# Hillbilly hunter



## Stickgrappler (Sep 27, 2013)

A hillbilly went hunting one day in West Virginia and bagged 3 ducks. He put them in the bed of his pickup truck and was about to drive home when he was confronted by an ornery game warden who didn't like hillbillies. The game warden ordered the hillbilly to show him his hunting license and the hillbilly pulled out a valid West Virginia hunting license.

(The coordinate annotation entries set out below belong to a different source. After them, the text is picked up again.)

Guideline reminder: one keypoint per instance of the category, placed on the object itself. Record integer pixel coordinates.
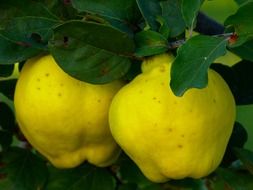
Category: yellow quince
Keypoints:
(172, 137)
(65, 119)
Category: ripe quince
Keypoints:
(65, 119)
(172, 137)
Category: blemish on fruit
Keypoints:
(162, 68)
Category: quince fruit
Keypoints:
(172, 137)
(65, 119)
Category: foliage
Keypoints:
(99, 41)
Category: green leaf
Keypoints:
(150, 43)
(7, 87)
(189, 69)
(238, 138)
(6, 70)
(117, 9)
(240, 2)
(83, 177)
(245, 51)
(92, 52)
(150, 11)
(120, 13)
(243, 74)
(190, 11)
(13, 8)
(23, 169)
(171, 11)
(30, 31)
(235, 180)
(246, 156)
(242, 22)
(127, 187)
(239, 79)
(131, 174)
(7, 125)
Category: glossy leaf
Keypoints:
(240, 2)
(235, 180)
(189, 69)
(131, 174)
(13, 8)
(97, 35)
(239, 78)
(150, 11)
(7, 125)
(171, 11)
(116, 9)
(7, 87)
(190, 11)
(82, 177)
(246, 156)
(150, 43)
(237, 139)
(120, 13)
(6, 70)
(30, 31)
(245, 51)
(12, 52)
(243, 74)
(23, 169)
(187, 183)
(91, 52)
(242, 22)
(127, 187)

The game warden reached over and picked up one of the ducks, sniffed its butt and said, "This duck ain't from West Virginia. This is a Kentucky duck. You got a Kentucky huntin' license, boy?" The hillbilly reached into his wallet and produced a Kentucky hunting license. The game warden looked at it, reached over and grabbed the second duck, sniffed its butt, and said, "This ain't no Kentucky duck. This duck's from Tennessee. You got a Tennessee license?" The hillbilly reached into his wallet and pulled out a Tennessee hunting license. The game warden then reached over and picked up the 3rd duck, sniffed its butt, and said, "This ain't no Tennessee duck. This duck's from Virginia.

You got a Virginia hunting license, boy?" Again, the hillbilly reached into his wallet and pulled out a Virginia hunting license. The game warden was extremely frustrated at this point, yelled at the hillbilly, "Just where the hell you from?" The hillbilly turned around, bent over, dropped his pants and said, "You tell me, you're the expert."


----------